I’ve been chatting here and there with my erotica bestie, Tracey DeSanto, about meeting word counts and climbing the ever-growing mountain of word counts to reach, stories to complete. And while we are like two twins dressed in identical frilly clothes most of the time, Tracey is Team Hourly Deadline and I am Team Word Count Deadline. Will this civil war tear our friendship asunder?! Here are some of my thoughts about both.
Hourly Deadlines: The Good and Bad
There is something so sensible about setting a timer and just working your buns off until that timer beeps. That time can be used efficiently; sacrificing an hour to writing isn’t so great a sacrifice when we often sacrifice an hour to Netflix at night. Everything is neatly placed within that tiny box of “focus,” and then the box can be stored away when your work is finished.
The good is simply that you are in-n-out of your content, and your muse has a scheduled routine. I think of morning writers like Trollope and Dickens, who woke up and accomplished their word count before a hearty British breakfast of baked beans or whatever.

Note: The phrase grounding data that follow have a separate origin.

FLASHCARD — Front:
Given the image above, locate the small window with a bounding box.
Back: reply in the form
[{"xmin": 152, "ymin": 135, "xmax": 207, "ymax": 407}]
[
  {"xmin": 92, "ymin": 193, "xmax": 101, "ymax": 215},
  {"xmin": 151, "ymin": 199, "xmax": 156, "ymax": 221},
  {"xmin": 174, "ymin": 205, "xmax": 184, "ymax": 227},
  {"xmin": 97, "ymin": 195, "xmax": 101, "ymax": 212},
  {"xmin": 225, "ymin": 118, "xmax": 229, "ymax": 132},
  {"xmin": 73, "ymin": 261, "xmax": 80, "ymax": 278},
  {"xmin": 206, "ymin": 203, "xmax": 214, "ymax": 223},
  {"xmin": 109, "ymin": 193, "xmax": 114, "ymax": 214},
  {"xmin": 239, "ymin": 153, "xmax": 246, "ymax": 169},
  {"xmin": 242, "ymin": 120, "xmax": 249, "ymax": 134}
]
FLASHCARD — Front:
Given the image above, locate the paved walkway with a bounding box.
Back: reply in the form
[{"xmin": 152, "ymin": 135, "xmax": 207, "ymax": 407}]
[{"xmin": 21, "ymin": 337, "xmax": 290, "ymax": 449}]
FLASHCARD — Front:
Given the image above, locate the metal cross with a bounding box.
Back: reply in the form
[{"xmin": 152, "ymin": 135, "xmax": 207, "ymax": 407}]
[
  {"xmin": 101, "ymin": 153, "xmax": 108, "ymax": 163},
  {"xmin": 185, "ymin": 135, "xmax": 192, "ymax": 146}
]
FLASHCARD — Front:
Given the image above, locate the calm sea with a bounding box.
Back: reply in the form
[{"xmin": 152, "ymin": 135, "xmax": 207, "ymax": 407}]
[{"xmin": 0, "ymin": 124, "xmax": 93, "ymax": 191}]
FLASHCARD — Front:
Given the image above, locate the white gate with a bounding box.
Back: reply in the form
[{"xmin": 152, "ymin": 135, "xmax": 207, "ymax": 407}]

And the bad? As I was telling Tracey, I find ways to sabotage the clock and my own work whenever possible on a timer. For example, the view out of my window suddenly becomes interesting. I start to roast a pan of vegetables and risk burning down the house if I don’t spend time flipping them and etcetera. A fly needs to be killed ASAP. It’s as if my brain wants me to stare blankly at a word processor rather than get to work. Does your brain work like this?
Word Count Deadlines: The Good and Bad
Ah. My cross to bear. I love word count deadlines and I set daily ones for myself. Even on holidays. Even on Christmas. Unless there is something traumatic happening in my life, I usually meet my daily goal. Consistency. Cruelty. Counts.
The only problem is that a word count deadline can sometimes cause you to fluff up sentences and add the unnecessary to meet your goal. It also may take you all day to write 500 words, depending on how distracted you get and how many times you need to get up to eat cheddar popcorn (a lot).
BUT: you always inch forward to your goals. Even if it’s a tiny inching, the consistency pleases me. I can measure a year, a month, a week in word counts. I love thinking that at the pace of 500 words a day, I can write 182,500 words in a year. It’s math like that which makes me set numbers, and not time, as my daily burden.
What madness do you practice?
Word counts? Hours? I’m always interested to hear about other writer’s rituals, especially for erotica, which is a demanding genre. Unless you are one of those “oh I just write here and there for about 4k words” people. If you are like that, I don’t want to talk to you. Go write a great novel and win a Pulitzer and leave us proletariats alone.